NEWS

Meet Karl and Maya: Redesigning SF.gov for the Future

The new SF.gov launches with Karl the CMS and Maya the design system, advancing accessibility, flexibility, and digital service delivery.

By Cyd Harrell

Earlier this week, SF Digital and Data Services launched a redesigned and replatformed SF.gov website. Internally, we’re calling this the launch of Karl the CMS and of Maya, our new design system. As the person with the privilege to lead this team, I want to share a little more about the decisions we made and the future we’re planning, for our web and civic tech community.

Basics about Karl and Maya

Karl the CMS, SF’s new central website backend, is built on Wagtail, the open-source CMS platform also used by forward thinking federal agencies like the CFPB and NASA JPL. It gives our team the flexibility to embed new types of content and tools, customize publishing workflows, and use repeatable components to build more services for San Franciscans. This also brings our team into the Python/Django community, greatly expanding our pool of local engineering talent to hire from. Karl is of course named for SF’s iconic fog.

Maya, our new design system, takes us to the next stage of accessible, responsive design. Later this year, Maya will be available to all City agencies as a consumable, Gitbook-based library for their websites and apps with React front-ends. Maya is named for Maya Angelou, an iconic San Franciscan whose career encompasses both poetry and infrastructure, as a design system does.

Why we made the change

Since its 2019 launch, SF.gov has grown from a site that primarily hosted small department services and COVID information (though it always had grand ambitions) to a site that hosts more than 200 departments, divisions, programs, boards, and commissions along with the services they provide, receiving about 750,000 unique visits per month. These days, about 300 active editors maintain pages and publish content for different City bodies and services.

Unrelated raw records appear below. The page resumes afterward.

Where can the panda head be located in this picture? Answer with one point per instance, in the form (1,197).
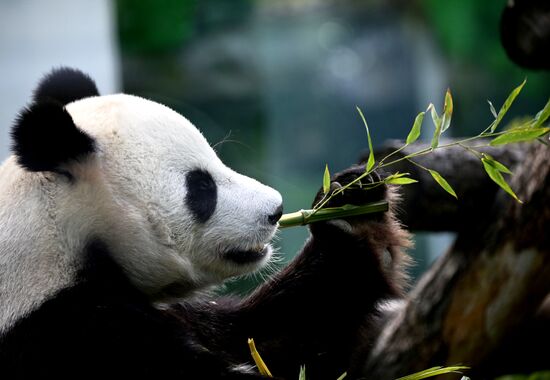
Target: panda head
(142,179)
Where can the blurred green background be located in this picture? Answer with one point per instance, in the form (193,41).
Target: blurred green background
(273,84)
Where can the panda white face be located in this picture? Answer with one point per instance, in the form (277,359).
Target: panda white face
(174,216)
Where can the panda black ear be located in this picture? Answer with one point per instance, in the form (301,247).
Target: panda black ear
(45,137)
(65,85)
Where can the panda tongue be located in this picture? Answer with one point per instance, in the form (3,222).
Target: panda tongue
(245,257)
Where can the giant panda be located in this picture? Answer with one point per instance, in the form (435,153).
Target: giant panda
(117,218)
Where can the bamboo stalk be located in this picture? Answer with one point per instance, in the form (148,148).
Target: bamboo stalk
(303,217)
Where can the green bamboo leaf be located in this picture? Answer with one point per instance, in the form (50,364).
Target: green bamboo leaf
(437,123)
(435,371)
(507,103)
(520,134)
(302,373)
(370,161)
(326,180)
(542,116)
(442,182)
(401,181)
(497,165)
(447,111)
(397,175)
(495,175)
(492,108)
(414,134)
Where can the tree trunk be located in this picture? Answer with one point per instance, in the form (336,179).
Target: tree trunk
(488,287)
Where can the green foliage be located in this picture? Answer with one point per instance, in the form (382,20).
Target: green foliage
(414,134)
(435,371)
(494,171)
(326,180)
(442,182)
(506,106)
(370,161)
(526,130)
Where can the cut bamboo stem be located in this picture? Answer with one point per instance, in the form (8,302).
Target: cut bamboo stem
(303,217)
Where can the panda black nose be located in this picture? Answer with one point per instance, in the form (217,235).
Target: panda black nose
(274,218)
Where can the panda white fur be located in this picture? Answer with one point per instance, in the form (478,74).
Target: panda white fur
(115,212)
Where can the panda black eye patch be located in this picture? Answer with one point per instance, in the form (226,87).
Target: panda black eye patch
(202,194)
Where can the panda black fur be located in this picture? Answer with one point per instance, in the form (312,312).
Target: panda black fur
(116,213)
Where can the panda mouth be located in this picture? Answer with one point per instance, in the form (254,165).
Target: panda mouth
(240,256)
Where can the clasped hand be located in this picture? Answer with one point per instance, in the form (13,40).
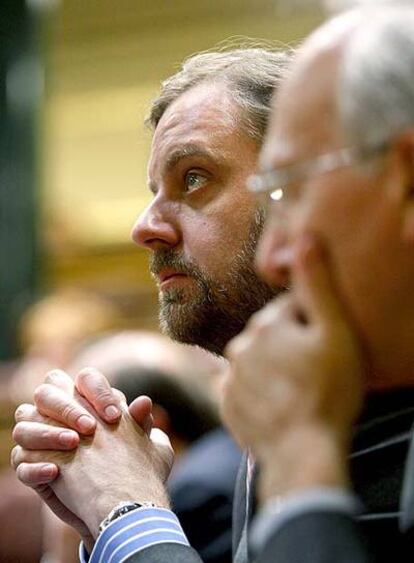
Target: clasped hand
(83,451)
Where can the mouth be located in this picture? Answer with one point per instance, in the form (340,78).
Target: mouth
(169,277)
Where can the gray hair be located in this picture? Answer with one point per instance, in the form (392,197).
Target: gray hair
(376,83)
(251,74)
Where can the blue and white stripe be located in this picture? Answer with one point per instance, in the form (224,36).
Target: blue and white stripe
(133,532)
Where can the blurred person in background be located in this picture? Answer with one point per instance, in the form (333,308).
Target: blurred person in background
(50,332)
(52,329)
(202,229)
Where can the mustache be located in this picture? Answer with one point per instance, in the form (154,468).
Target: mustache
(172,259)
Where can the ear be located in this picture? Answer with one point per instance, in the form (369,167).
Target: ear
(405,147)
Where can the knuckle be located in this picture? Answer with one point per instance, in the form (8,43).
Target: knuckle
(90,376)
(18,432)
(14,456)
(23,412)
(118,395)
(41,392)
(69,412)
(53,376)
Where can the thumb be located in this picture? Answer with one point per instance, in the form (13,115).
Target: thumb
(141,411)
(313,284)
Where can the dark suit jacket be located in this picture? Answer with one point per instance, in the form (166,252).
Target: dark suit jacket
(201,488)
(383,474)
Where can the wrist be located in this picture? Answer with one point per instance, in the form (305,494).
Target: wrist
(157,497)
(304,458)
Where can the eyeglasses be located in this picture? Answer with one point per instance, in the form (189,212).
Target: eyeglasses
(275,182)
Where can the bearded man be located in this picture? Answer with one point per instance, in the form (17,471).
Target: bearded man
(201,228)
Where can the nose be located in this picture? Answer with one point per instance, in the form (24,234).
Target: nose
(153,230)
(274,255)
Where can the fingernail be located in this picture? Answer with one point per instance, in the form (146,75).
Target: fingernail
(67,438)
(112,412)
(47,470)
(86,423)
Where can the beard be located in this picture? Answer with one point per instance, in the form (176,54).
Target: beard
(213,313)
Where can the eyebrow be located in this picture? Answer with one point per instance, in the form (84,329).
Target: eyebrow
(185,151)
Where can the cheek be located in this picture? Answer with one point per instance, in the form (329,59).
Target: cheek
(213,237)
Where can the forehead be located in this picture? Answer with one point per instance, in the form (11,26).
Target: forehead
(205,116)
(305,121)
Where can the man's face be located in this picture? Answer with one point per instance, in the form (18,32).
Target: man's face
(355,212)
(202,225)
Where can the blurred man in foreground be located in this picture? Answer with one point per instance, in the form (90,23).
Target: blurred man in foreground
(338,164)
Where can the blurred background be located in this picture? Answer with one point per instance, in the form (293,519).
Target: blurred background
(76,81)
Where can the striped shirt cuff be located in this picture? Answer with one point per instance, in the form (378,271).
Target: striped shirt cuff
(133,532)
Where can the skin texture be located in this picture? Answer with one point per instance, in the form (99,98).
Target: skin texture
(308,358)
(202,222)
(363,217)
(296,357)
(83,473)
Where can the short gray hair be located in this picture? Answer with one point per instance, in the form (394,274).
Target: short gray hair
(251,74)
(376,82)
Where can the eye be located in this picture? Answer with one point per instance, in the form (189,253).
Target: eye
(194,180)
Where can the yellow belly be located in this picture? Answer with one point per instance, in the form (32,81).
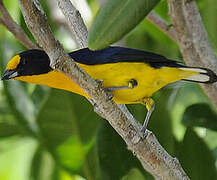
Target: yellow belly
(115,75)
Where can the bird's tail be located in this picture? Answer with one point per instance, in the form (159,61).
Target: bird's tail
(203,76)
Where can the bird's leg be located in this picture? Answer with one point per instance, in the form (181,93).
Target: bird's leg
(131,84)
(149,103)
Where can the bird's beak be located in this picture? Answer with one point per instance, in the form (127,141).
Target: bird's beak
(9,74)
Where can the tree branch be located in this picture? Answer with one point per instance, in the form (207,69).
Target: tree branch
(150,153)
(7,21)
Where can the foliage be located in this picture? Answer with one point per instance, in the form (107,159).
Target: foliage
(51,134)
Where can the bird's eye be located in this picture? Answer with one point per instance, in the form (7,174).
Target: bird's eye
(24,62)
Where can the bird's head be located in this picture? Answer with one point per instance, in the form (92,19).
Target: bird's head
(28,63)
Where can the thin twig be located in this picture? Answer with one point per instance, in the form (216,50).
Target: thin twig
(152,156)
(193,40)
(7,21)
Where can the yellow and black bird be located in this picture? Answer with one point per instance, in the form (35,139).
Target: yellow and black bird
(131,75)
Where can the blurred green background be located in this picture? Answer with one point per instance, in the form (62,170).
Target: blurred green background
(48,134)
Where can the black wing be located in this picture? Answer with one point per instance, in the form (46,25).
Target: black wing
(121,54)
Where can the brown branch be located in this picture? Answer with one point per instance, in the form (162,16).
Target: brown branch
(7,21)
(193,40)
(162,25)
(152,156)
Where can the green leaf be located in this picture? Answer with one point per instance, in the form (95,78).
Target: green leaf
(200,115)
(196,158)
(114,159)
(62,116)
(43,166)
(7,130)
(68,126)
(116,19)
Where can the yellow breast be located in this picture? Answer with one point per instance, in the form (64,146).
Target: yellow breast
(115,75)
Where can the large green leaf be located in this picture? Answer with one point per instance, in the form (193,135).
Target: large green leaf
(43,166)
(114,159)
(116,19)
(68,126)
(196,158)
(200,115)
(7,130)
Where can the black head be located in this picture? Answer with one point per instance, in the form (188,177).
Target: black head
(27,63)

With increasing need for web accessibility based on SF’s own high standards and recent DOJ rulings, combined with the challenging budget environment in the City, San Francisco needs a flexible central site that can accommodate the needs of many more departments and all of their diverse public customers. To do that, we needed a CMS that:

  • has an easy to use interface
  • allows us to make changes quickly, to better serve our editors and San Franciscans
  • provides greater flexibility to administrators and developers

Wagtail meets all these needs, and offers a cost savings as well, because Digital and Data Services can handle all development and maintenance rather than contracting out for expert services on Drupal, our previous CMS platform.

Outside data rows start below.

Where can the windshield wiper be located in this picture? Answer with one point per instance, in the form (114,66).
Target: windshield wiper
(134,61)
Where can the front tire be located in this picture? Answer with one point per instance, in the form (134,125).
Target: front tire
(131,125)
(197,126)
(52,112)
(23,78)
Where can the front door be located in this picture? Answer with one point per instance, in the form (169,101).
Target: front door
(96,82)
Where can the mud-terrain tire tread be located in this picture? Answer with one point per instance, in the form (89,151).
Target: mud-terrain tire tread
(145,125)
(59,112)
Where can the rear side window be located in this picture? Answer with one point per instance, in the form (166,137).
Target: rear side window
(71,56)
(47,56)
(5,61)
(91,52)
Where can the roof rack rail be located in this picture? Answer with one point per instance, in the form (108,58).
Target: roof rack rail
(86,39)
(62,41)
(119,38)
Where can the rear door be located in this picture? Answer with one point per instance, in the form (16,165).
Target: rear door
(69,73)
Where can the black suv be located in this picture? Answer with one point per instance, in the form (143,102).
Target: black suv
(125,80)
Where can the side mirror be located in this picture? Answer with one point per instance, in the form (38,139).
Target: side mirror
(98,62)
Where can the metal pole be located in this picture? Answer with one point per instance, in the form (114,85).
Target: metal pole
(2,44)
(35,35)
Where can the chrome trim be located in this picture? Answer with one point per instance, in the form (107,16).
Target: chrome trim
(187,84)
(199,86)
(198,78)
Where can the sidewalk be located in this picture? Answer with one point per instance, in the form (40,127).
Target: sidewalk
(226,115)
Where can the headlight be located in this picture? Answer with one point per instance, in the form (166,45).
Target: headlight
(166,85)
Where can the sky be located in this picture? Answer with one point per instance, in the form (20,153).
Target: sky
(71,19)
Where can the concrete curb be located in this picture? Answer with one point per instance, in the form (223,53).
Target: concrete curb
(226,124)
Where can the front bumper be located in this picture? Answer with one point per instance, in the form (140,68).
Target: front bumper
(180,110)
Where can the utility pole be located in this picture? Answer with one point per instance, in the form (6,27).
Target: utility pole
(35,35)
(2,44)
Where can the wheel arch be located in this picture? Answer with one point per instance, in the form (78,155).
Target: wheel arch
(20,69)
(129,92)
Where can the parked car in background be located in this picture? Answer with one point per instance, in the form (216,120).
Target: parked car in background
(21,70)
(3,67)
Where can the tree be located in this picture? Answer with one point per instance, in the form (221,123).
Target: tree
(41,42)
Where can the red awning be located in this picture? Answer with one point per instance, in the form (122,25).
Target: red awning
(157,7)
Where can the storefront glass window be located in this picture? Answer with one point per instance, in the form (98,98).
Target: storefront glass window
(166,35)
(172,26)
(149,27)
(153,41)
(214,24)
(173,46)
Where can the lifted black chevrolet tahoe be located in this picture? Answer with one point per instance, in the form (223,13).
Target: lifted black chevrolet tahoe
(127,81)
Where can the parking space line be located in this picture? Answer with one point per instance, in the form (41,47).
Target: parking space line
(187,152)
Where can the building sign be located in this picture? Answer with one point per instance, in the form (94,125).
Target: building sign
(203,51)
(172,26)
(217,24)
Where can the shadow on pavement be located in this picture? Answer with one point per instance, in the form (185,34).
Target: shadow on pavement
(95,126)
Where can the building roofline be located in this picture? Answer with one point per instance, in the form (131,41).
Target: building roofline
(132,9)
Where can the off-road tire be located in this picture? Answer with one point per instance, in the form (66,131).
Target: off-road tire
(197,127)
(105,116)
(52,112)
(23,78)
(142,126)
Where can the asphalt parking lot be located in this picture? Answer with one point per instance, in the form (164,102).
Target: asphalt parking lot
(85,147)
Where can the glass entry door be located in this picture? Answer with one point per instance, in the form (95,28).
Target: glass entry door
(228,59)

In concert with the software change, our user research team took a hard look at what makes residents of a city both trust that a website is official and feel like it is theirs. That research suggested some lightweight design changes could make a substantial difference to the San Francisco-ness of the site while maintaining the excellent accessibility scores that SF.gov is known for. There’s more to come from Maya - this is just a first design pass - but we’re very pleased to start here!

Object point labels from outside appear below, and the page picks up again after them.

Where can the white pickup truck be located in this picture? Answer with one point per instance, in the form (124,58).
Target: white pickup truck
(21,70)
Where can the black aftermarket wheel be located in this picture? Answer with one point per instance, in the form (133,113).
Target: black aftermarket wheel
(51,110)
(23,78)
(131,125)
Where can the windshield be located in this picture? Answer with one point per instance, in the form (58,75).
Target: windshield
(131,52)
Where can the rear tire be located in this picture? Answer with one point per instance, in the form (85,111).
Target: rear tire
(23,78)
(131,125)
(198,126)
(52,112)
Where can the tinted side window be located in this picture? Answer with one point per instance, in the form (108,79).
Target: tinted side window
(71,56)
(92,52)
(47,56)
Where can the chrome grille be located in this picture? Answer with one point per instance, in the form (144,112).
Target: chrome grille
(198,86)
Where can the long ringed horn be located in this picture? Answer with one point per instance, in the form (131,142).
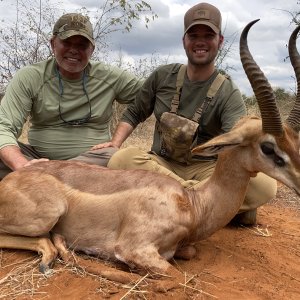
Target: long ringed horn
(293,119)
(271,120)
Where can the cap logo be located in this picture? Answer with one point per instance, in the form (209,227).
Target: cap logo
(201,14)
(76,23)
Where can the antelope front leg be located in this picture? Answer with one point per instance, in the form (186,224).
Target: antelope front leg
(41,245)
(96,269)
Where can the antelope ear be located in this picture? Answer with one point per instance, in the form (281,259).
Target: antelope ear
(220,143)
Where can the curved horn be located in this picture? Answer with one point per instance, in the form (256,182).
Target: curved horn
(271,120)
(293,119)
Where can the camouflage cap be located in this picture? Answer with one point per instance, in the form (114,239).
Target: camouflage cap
(205,14)
(74,24)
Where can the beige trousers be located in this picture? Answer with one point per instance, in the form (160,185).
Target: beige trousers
(261,189)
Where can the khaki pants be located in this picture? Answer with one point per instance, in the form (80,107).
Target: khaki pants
(97,157)
(261,189)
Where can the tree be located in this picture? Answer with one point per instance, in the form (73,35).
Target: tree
(26,40)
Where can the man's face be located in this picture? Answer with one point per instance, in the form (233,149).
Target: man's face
(72,55)
(201,45)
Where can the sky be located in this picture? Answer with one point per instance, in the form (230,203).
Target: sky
(267,39)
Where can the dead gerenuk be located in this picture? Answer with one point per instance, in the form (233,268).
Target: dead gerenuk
(142,218)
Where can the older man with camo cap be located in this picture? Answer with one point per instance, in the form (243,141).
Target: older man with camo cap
(68,99)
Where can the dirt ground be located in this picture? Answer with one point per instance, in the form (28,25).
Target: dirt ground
(261,262)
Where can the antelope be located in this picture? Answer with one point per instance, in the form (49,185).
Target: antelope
(143,218)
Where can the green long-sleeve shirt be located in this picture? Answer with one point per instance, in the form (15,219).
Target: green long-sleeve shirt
(158,90)
(34,92)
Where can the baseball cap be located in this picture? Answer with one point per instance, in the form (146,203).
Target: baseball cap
(205,14)
(74,24)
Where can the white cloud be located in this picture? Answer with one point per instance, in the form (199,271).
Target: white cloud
(267,38)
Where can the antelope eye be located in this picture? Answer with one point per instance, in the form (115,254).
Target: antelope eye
(268,149)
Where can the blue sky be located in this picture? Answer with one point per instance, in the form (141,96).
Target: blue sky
(267,38)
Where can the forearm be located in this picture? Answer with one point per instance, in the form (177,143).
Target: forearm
(12,157)
(122,132)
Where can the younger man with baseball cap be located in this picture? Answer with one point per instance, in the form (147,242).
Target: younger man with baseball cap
(193,92)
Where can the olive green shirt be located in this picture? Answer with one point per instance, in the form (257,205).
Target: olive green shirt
(158,90)
(34,92)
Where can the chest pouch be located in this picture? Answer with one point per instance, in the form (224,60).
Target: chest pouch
(179,134)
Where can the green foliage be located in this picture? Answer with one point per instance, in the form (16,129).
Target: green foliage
(284,100)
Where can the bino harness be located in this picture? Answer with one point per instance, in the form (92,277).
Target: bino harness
(179,134)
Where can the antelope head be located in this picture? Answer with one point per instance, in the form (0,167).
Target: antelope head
(268,145)
(279,142)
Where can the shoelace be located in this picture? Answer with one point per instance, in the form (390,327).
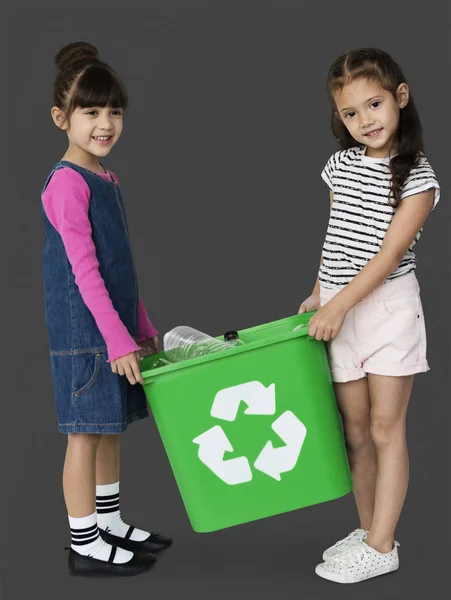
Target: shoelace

The promise of SF.gov and the future of digital services in SF

Every San Franciscan (I am one myself) wants it to be easy to get the services and information we need from our government. When we have a civic obligation or want to participate in our City’s democracy, we want that to be smooth and easy too. An accessible, easy to understand website that reflects San Francisco’s values is an essential foundation for that relationship in the 21st century.

As technology advances, there are many valuable things - maps, forms, data, AI tools - that San Franciscans will be able to find and use here. This change is very much a beginning rather than an end, and we look forward to making it easier and easier to work with SF government from the comfort of your home or phone, for many years to come.